Obviamente, en esto no hay blancos y negros. Puedes dejar de actuar en el teatro romano de Mérida como Antonio Banderas para irte a Estados Unidos a hacer El Zorro, forrarte, y luego volver y elegir los proyectos que realmente te interesan. O puedes elegir ir a la NBA sólo para ganar más dinero (e.g. los hermanos Hernangómez) o para triunfar de forma absoluta (hermanos Gasol). Teniendo el objetivo claro, todas las opciones son válidas.
La clave aquí es doble:
- No aprovechar que el Pisuerga pasa por Valladolid para bajar los brazos y dejar de luchar al máximo por nuestros objetivos, mintiéndonos a nosotros mismos diciendo que no llegar a más es o ha sido una elección (primero lleguemos al Real Madrid, que ya es un objetivo extremadamente ambicioso y difícil de cumplir, y luego ya vemos que hacemos con la NBA!).

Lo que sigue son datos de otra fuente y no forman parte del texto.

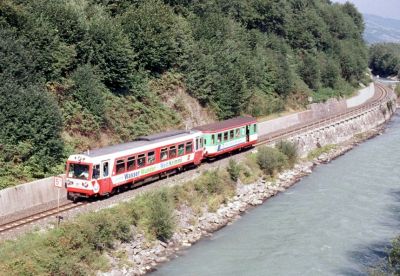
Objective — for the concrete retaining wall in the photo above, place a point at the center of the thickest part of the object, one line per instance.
(317, 111)
(342, 131)
(363, 96)
(29, 195)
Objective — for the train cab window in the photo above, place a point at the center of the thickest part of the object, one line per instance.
(164, 154)
(120, 167)
(131, 163)
(237, 132)
(151, 157)
(141, 160)
(189, 147)
(96, 171)
(181, 149)
(172, 152)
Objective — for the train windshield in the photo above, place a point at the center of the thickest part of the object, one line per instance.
(79, 171)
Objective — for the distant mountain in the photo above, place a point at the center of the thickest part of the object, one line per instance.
(381, 29)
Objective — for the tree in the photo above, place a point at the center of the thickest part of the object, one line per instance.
(160, 37)
(310, 72)
(108, 48)
(31, 116)
(88, 90)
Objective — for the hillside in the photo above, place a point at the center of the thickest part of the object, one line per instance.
(78, 74)
(379, 29)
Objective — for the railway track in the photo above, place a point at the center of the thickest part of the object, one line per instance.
(375, 102)
(39, 216)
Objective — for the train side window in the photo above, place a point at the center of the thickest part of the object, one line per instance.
(141, 160)
(189, 147)
(131, 163)
(96, 171)
(237, 132)
(120, 167)
(164, 154)
(181, 149)
(105, 168)
(172, 152)
(151, 157)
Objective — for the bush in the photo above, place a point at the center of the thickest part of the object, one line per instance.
(154, 213)
(318, 151)
(271, 160)
(233, 170)
(290, 150)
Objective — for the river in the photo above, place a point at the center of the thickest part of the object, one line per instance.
(337, 221)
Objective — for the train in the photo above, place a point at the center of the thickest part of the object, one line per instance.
(105, 171)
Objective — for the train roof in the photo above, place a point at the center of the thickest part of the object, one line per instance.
(227, 124)
(139, 142)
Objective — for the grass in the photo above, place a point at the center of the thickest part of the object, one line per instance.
(318, 151)
(79, 246)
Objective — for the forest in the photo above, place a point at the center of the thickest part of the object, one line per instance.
(384, 59)
(77, 74)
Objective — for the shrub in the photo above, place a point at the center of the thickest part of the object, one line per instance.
(234, 170)
(154, 213)
(290, 150)
(271, 160)
(318, 151)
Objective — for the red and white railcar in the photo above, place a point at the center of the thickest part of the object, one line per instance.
(104, 170)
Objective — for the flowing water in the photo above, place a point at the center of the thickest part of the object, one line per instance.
(337, 221)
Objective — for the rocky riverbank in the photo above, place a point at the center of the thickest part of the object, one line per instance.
(141, 256)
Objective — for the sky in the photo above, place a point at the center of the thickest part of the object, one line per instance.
(384, 8)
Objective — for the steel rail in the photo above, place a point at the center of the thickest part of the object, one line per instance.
(369, 106)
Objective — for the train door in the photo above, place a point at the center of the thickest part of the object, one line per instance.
(105, 182)
(198, 150)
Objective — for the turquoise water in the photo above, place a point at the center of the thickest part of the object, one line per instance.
(337, 221)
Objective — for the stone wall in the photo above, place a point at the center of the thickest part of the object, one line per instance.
(317, 111)
(342, 130)
(30, 195)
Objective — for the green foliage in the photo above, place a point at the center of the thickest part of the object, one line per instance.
(234, 170)
(271, 160)
(384, 59)
(98, 57)
(159, 37)
(320, 150)
(30, 117)
(88, 90)
(153, 212)
(290, 150)
(73, 249)
(108, 48)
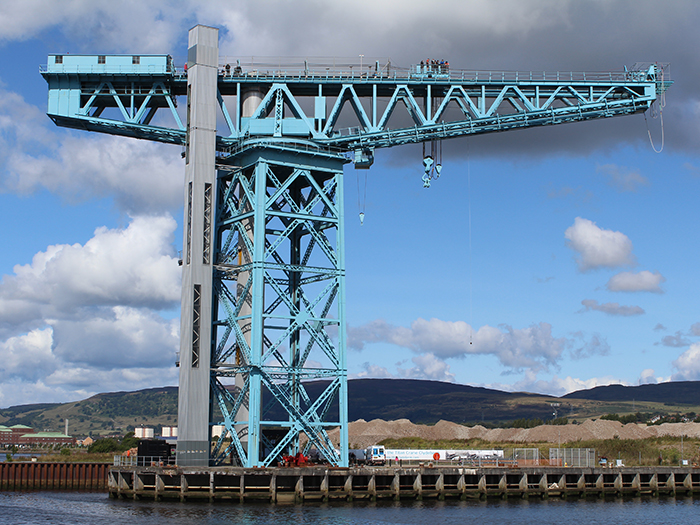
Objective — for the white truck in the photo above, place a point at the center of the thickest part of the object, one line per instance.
(378, 454)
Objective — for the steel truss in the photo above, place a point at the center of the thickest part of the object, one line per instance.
(263, 279)
(280, 296)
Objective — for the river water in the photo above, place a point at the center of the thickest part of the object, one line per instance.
(93, 508)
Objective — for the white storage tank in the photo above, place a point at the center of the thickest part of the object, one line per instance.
(143, 432)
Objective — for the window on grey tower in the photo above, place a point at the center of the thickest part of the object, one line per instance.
(196, 312)
(207, 224)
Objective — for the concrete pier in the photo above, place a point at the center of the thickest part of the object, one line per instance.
(277, 485)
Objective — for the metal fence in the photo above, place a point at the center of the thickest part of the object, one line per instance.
(527, 457)
(572, 457)
(143, 461)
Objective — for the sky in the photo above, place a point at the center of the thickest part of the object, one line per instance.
(543, 260)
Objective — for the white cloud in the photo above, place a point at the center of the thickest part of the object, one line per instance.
(27, 357)
(687, 365)
(428, 366)
(117, 337)
(678, 340)
(556, 386)
(81, 319)
(135, 266)
(644, 281)
(371, 370)
(611, 308)
(622, 178)
(595, 345)
(531, 347)
(649, 377)
(598, 248)
(36, 371)
(151, 26)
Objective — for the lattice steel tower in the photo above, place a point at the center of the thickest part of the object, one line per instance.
(263, 290)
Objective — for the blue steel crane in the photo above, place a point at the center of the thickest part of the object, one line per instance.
(262, 350)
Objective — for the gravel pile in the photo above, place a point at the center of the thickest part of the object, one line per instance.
(365, 433)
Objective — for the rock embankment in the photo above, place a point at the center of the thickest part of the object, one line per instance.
(365, 433)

- Asumiendo que hemos ido cumpliendo nuestros objetivos, ser capaces de identificar dónde está el punto óptimo y de detenernos antes de que la utilidad total caiga en picado.
Se trata de un asunto a menudo muy complejo de analizar. Esa utilidad de la que hablamos puede estar determinada no sólo por factores estrictamente profesionales o económicos, sino que entran en juego elementos como el prestigio social, la propia autoestima, la imagen que queremos proyectar a la familia, incluso la salud…

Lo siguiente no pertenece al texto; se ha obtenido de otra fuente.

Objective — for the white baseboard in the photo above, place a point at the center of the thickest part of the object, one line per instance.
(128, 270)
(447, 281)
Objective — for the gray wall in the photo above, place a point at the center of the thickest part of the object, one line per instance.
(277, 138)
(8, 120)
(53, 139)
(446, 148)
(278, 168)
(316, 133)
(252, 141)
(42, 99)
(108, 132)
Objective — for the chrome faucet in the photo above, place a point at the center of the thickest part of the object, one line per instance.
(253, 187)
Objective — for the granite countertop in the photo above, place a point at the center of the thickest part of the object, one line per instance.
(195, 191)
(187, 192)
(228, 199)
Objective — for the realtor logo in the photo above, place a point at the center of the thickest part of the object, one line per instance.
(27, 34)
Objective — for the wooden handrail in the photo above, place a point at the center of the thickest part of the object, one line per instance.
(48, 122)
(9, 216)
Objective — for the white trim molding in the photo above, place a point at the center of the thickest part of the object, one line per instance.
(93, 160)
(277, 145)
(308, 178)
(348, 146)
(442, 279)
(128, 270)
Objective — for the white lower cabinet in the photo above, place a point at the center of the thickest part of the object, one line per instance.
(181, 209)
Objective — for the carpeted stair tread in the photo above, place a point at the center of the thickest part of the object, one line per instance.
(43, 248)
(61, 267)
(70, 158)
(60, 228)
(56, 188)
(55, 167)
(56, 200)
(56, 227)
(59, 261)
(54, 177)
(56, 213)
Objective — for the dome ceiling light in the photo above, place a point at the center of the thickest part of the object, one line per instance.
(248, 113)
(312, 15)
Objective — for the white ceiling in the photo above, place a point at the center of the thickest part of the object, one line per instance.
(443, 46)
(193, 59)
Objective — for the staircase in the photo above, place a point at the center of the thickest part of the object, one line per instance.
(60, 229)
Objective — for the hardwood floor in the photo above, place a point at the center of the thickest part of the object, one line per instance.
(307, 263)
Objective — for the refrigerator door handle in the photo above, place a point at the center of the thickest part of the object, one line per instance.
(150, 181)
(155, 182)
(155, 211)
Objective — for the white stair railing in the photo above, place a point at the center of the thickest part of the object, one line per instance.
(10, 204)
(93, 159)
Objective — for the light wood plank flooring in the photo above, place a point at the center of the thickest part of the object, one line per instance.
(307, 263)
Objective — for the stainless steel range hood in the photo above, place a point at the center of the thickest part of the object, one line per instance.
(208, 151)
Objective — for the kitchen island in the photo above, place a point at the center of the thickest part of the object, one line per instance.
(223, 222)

Justamente por eso es necesario tratar de identificar todos esos factores, asignarles una ponderación y obtener así un objetivo claro, que será diferente para cada persona. Yo, personalmente, no aceptaría el Ministerio de Sanidad que deja vacante el ahora candidato Illa por nada del mundo, y, sin embargo, es un puesto codiciado por muchos. Si la nueva ministra fuera nuestra clienta nos aseguraríamos de que ha dicho que sí por las razones correctas.